Thoughts on books, family, and life in one impressive package.

The Becoming by Nora Roberts

I make it no secret that I love Nora Roberts’ books. I particularly love her fantasy novels. Perhaps it is because she is amazing at world-building. Maybe it is because her fantasy worlds tend to have an Irish basis. It could be the fantasy elements are everything I love about fantasy. The truth probably lies with all three ideas. What I do know for certain is that while I might forget the plot details of her suspense and romance novels, I never forget the details of her fantasy series, of which The Becoming is the second book in her Dragon Heart trilogy.

What makes this particular series, especially The Becoming, so good is not necessarily the magic or even the fantasy realm full of faeries, mermaids, and dragons. The story shines because of the relationships among the characters. Ms. Roberts always excels at creating bonds of friendship that are better than any familial ones. This time, I believe she outdoes herself in Marco and Breen’s friendship. Their dynamic is everything you could ever want in a best friend. The selflessness, the lack of complexity, the unconditional love each has towards the other – we should be so lucky to find ourselves in one relationship even half as pure as the one between Marco and Breen.

On top of that, we have Breen’s relationship with her grandmother and new friends. Found family in every sense, there is something inspirational and hopeful about each of her new relationships. It is as if the idea of friendship does not have to be complex or fraught with hidden jealousies. It is a lesson I wish more of us would learn, as I think social media makes us forget just what it means to be a friend sometimes.

As if the charm of Marco and Breen, the lushness of Talamh, dragons, mermaids, and magicks aren’t enough, we also get the growing relationship between Keegan and Breen in this second novel. While we all know how this part of the story will end, I love how Ms. Roberts doesn’t rush their relationship. With the leadership demands of one and others’ expectations of the other, the fact that they are taking their time and not rushing to define anything tells us more about each of their characters than anything Ms. Roberts could otherwise write. The scenes in which they cave to their mutual attractions are HOT, but I relish those scenes outside of the bedroom when they are just people with the weight of the world on their shoulders trying to do right by their people.

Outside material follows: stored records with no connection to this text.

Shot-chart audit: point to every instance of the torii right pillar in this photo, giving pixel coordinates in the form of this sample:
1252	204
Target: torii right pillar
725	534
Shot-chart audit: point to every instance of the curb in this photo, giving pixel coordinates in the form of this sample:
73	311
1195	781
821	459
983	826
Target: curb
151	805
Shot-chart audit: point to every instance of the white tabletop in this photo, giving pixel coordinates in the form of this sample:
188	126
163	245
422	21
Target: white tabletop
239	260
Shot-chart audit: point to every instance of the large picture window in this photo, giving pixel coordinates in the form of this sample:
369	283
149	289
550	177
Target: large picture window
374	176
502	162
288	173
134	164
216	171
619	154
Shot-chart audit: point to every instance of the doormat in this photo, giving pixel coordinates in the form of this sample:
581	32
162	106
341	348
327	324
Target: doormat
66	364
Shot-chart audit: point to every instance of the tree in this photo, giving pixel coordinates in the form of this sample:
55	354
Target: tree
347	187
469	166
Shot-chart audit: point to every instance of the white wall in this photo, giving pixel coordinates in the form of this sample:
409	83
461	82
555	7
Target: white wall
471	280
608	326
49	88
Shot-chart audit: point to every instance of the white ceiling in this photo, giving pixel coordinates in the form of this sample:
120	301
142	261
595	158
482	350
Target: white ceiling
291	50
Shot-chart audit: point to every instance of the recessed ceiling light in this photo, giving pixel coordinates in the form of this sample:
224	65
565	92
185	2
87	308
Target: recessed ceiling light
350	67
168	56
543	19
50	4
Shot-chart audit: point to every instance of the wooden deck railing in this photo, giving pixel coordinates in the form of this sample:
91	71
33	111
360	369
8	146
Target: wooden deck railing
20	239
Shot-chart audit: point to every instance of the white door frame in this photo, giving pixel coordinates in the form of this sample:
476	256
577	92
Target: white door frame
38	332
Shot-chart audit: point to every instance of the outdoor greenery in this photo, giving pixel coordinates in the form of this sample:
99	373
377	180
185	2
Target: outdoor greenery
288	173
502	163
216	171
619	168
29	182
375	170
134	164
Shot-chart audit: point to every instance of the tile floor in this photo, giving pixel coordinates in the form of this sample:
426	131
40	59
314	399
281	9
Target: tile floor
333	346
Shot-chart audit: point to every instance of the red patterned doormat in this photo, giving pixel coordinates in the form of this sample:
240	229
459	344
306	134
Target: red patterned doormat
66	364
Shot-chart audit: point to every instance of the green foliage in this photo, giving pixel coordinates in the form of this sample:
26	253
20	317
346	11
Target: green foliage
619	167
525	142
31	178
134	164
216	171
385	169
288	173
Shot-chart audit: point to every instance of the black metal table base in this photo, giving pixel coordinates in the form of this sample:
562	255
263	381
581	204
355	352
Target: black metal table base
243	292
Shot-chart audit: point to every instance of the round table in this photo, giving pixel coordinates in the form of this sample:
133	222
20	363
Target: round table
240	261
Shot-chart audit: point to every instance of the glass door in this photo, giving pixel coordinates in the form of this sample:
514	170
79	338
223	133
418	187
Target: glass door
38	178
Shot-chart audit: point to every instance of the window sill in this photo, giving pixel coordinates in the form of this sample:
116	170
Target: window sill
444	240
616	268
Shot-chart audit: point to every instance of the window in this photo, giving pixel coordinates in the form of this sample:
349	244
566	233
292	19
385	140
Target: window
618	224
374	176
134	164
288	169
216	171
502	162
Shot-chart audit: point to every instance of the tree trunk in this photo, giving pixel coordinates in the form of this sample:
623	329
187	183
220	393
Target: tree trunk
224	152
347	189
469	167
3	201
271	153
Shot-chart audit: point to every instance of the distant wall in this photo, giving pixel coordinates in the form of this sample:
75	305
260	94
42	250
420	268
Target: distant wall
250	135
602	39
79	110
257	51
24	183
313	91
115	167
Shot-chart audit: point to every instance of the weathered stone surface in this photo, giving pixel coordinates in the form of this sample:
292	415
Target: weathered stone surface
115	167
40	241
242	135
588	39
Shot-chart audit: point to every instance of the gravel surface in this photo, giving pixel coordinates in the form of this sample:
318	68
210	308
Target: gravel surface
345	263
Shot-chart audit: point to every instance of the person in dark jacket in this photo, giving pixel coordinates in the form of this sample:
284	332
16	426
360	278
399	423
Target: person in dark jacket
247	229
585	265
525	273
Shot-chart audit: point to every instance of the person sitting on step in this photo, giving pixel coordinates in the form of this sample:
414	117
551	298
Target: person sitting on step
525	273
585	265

Honestly, Ms. Roberts could publish a grocery list, and I would buy it. I love her writing style that much. Yet, when I read stories like The Becoming, I feel justification for feeling the way I do about her books. In particular, The Becoming got me out of a depressive episode and reminded me that while we might not have dragons or faeries, there still is magic in the world if you look for it. And this is only the second book of the series!